Masih di koridor yang penuh. Ketika sinar matahari sore menyorot wajah kami dari sisi. Yoseob bercerita dengan semangat. Tentang kelas seni musik yang akan ia ambil di musim panas, festival laut dan ikan yang menjadi favoritnya, dan aku sadari, dia mencoba menghiburku.
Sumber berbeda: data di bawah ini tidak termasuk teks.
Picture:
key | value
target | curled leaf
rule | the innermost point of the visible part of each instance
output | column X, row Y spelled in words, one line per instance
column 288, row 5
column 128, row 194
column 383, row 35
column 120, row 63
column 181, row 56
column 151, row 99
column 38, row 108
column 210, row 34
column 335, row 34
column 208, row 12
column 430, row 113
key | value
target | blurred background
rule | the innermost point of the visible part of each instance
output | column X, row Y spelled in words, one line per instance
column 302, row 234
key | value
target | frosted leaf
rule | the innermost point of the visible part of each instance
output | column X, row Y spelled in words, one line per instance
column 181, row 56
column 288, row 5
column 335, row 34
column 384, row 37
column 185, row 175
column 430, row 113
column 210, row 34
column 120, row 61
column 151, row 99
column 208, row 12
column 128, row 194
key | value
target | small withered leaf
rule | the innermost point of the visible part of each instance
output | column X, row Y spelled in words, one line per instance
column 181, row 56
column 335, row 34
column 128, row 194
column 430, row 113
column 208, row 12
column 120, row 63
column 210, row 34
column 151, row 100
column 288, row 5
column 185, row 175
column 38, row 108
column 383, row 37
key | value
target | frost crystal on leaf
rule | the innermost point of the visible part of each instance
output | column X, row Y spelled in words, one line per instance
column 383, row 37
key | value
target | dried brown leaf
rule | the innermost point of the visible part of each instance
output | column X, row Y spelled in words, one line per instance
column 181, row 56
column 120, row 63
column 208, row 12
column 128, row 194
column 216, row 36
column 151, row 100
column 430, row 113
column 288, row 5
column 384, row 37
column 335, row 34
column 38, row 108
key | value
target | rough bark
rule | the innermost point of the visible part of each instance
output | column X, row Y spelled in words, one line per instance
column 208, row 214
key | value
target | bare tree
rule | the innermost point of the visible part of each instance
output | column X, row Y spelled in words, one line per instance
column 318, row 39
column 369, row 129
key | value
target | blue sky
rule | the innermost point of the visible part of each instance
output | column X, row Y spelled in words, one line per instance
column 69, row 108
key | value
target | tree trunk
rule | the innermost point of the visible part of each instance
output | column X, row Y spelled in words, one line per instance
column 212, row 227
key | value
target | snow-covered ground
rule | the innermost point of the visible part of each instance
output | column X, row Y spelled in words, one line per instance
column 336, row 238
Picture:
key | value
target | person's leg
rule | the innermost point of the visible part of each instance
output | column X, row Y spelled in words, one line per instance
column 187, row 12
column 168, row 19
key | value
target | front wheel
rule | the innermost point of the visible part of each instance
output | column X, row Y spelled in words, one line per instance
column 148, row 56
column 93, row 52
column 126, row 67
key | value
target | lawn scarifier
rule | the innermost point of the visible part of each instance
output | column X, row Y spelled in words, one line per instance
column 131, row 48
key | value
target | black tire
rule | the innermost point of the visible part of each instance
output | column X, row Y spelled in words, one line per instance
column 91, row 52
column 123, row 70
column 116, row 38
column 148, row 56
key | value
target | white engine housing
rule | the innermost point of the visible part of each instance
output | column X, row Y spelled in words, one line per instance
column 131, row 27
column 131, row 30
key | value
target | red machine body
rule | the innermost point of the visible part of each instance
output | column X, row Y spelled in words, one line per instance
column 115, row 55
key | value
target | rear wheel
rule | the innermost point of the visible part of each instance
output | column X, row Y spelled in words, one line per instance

“Eomma-ku bilang, bahwa membutuhkan waktu sekitar dua bulan untuk anak kucing agar bisa berlari.”


Aku bergumam, “hmm?”


“Sama seperti liburan musim panas. Dua bulan. Itu artinya, kalau kita mempunyai anak kucing, maka anak itu akan bisa berlari ketika kita masuk sekolah lagi.”


“Tapi, aku nggak punya anak kucing, Yoseob. Yeremi masih bayi dan dia suka sekali menjilati bulu Stacy, kucingku. Jadi, Eomma menitipkannya di rumah nenek untuk sementara waktu.”


“Aku juga. Aku nggak punya kucing.”


“Hm, lalu? maksudmu apa?”


Aku melihatnya dari ekor mataku. Dia terlihat menerawang sambil tersenyum tipis.


“Mari kita berkhayal memelihara anak kucing. Kita akan memeliharanya di hati kita. Membiarkannya tumbuh dan berkembang selama liburan musim panas. Dan, ketika liburan berakhir, aku akan memberikan kucing di hatiku untukmu. Kamu juga harus memberikan milikmu.”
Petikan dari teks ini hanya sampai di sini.